Your doing the Poor mans lift. A little may be ok, but your changing not only the ride height, but how the truck suspension acts. You've also screwed up your Camber, and if you went to far, won't be able to correct for that and now your also wiping your front tires out.

CV boots are CHEAP, it's just the labor to replace them, and bring it to a shop to do is usually cheaper to just replace the whole axle with a rebuilt. If you do it yourself, it's usually not hard. Just time. Don't get one of them Split Boots either. Total garbage and wouldn't hold up in your case for a day. I haven't seen one personally in years, and I don't knew if they even still make them, but just in case, don't. A whole CV boot kit is around $15 or so. A boot a couple clamps and the correct grease to repack it with.

Reply to
JBDragon

And of course the worse problem of all, the truck sits way up in the air, which is the most ridiculous thing of all, lol.

Reply to
Battleax

There's lifted, and then there's just going overboard. I've done quite a few new trucks where I install a minor lift kit on the front, sometimes front and back to raise it a couple Inches and/or level the truck out, and add some little larger tires and Aftermarket wheels. Looks great, still rides great.

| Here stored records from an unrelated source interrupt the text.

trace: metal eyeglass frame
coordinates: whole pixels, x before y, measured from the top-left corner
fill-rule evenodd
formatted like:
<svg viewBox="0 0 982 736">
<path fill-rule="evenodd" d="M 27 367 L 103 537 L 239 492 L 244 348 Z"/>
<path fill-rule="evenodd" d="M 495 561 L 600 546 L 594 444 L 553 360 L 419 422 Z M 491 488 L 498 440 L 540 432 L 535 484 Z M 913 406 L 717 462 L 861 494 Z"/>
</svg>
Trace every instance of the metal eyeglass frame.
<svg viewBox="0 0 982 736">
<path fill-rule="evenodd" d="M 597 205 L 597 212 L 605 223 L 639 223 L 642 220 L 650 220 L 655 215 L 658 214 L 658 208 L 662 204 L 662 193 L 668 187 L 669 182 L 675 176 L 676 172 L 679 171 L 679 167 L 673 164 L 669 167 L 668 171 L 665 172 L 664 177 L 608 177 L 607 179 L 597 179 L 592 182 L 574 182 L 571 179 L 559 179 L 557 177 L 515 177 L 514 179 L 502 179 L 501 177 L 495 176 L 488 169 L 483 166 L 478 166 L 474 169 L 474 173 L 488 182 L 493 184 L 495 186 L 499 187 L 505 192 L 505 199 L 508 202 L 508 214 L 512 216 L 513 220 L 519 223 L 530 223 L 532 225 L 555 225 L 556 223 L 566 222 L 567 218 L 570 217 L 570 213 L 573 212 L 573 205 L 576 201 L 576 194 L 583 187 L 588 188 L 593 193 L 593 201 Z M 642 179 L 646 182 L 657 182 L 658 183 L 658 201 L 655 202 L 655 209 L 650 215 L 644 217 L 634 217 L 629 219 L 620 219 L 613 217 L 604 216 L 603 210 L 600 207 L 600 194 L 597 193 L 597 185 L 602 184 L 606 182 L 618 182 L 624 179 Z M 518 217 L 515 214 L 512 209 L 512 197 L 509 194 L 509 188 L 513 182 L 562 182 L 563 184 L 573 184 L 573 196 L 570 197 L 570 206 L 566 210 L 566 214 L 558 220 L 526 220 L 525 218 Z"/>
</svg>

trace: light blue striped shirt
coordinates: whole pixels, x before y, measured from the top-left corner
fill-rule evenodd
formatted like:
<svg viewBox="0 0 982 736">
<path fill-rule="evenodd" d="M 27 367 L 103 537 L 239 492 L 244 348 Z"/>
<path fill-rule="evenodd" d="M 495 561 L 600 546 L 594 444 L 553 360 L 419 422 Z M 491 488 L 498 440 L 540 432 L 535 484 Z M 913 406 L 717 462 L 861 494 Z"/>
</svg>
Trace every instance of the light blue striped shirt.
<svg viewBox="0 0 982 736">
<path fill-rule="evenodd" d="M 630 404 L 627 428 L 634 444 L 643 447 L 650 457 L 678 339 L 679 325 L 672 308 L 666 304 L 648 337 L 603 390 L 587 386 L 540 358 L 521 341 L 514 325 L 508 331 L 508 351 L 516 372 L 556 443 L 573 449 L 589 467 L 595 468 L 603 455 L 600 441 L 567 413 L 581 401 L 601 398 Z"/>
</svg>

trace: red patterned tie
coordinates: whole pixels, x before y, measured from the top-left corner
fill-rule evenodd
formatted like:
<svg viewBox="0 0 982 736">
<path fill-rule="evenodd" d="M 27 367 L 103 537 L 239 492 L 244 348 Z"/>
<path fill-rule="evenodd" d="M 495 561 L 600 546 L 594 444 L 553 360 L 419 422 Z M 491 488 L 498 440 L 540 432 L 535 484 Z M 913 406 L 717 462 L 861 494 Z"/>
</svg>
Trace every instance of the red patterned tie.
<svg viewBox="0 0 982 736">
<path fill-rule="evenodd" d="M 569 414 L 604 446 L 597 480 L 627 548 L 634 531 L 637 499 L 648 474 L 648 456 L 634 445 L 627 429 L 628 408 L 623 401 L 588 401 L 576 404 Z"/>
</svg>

This is done on NEW Dealer trucks, so still full Warranty. The cost is rolled into the truck payments. It no longer looks like a zillion other new stock trucks out there. I've been doing mainly Toyota's lately like the Tundra's and Tacoma's, but have done some Ford F-150's with really nice 4" lifts. I used to do quite a few lowering kits a few years back. A few a week, but now it doesn't seem to be the thing to do in the area. Mild Lifted, or at least Leveling is what's Popular around here. Even here, there's good and BAD kits!!! Now when your doing 6", 8" lifts with Monster tires, that's just crazy. Now you have a even bigger Gas Guzzler, Noisy driving truck where your going to have problems with suspension parts failing sooner, especially on the really cheapo lift kits. With more Rolling mass from the really large tires, now it doesn't stop nearly as good as before. There's a reason why a lift kit for the same truck from from a different company is 4 times as much!!!

If your going to do a lot of 4 wheeling, that's your thing to do, then GREAT, a good lifted truck may be what you want. A lot of them though never, or rarely see the dirt!